Telling your story.

Previously, I’ve written about the progress of Marketing and Communications over time (Marketing Era’s; From-functional-to-aspirational-to-meaningful-economy). One might argue that such definition of trends and cycles is outdated even irrelevant, since the pace of change in society and culture today is so fast, things move on before we can even discuss them. But, I still believe it is worthwhile to scope out the landscape we are working in, if for nothing else, just to know its modus operandi. Also it is worthwhile (1) to understand the changes in people’s behavior and how to deal with them (policies, products, conversations). (2) To understand the effects of these changes and how to navigate the future. After all, the intelligent brand/ corporation is one who can adapt and be ready for the future.

With that in mind, I believe that the current cycle is one of conversation / experience. More than that, it is one where stories shine.

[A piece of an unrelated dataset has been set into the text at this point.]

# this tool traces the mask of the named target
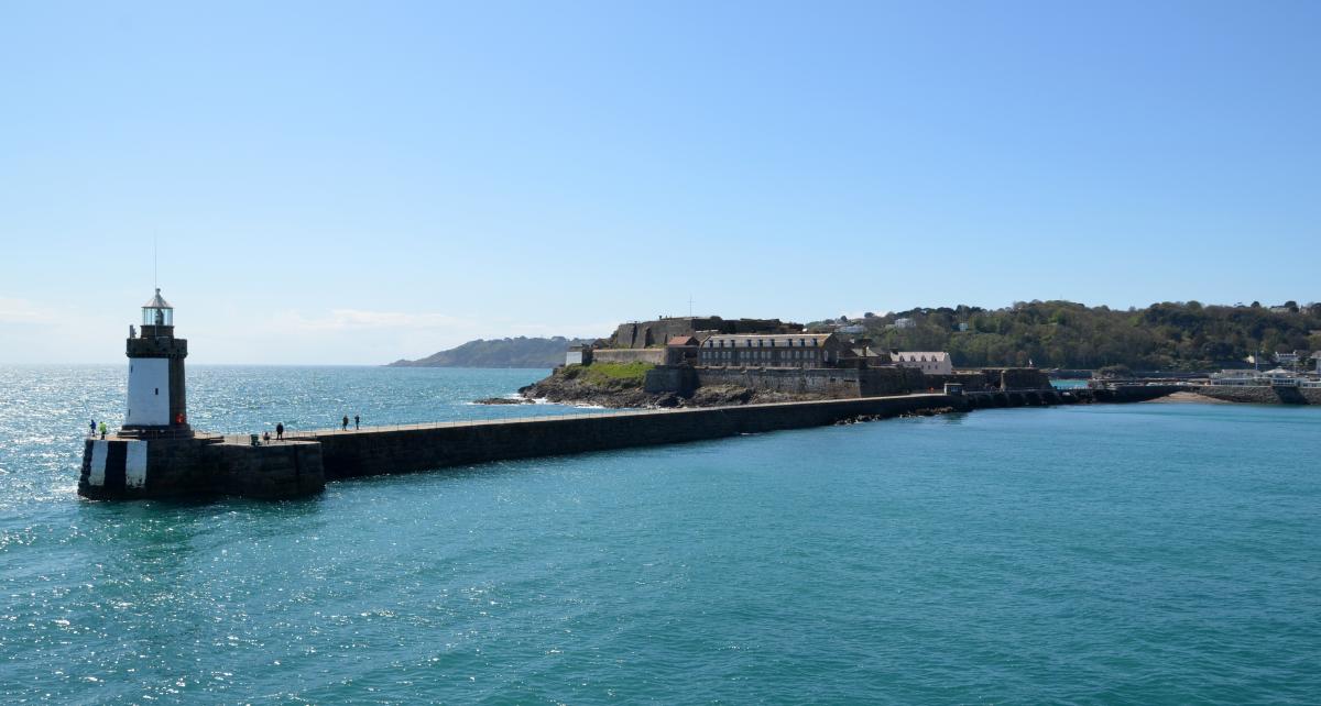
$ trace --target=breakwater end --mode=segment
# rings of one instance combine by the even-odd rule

If we consider the rise of WordPress, tumblr, wordpad and even Pinterest and Instagram, I believe one thing they have in common is the idea of sharing our ‘stories’ with people. Even when we tweet we are sharing a ‘story’ of sorts.

Thanks to (as a result of) the digital revolution, people have become accustomed to giving more media more of their time. People spend short – sometimes long – chunks of time engaged in watching videos (Vimeo, youtube), reading (slideshare, blogs, facebook and twitter links), playing games (with all the emotions they involve). Only an interesting ‘story’ makes people do that.

If you look at the print ads below (source: Archive magazine vol.3 2012), you will see that they tell interesting stories. They engage people with an introduction, main plot and conclusion of sorts.

The notion of stories in marketing is not new. But what I believe is important is the way we look at stories from a brand viewpoint.

A brand story is not just a manifesto. Everything the brand does is part of its storyline. And unlike in the past, the ‘storyline’ doesn’t need to continue identically through all communication touchpoints. In fact, we can consider all touchpoints and all aspects of the brand as having unique stories with unique sub-plots, characters and settings across all touchpoints. They don’t all need to look or feel or sound identical. As long as they tell the story in total. At different points in time, one outweighs the other (see diagram below).

So next time you’re briefing your agency, make sure they understand and have a plan to tell your brand story though various touchpoints and that each touchpoint has its own engaging story and emotion. That’s what we do for our brands ;) It’s what keeps our work fresh, intriguing and interesting.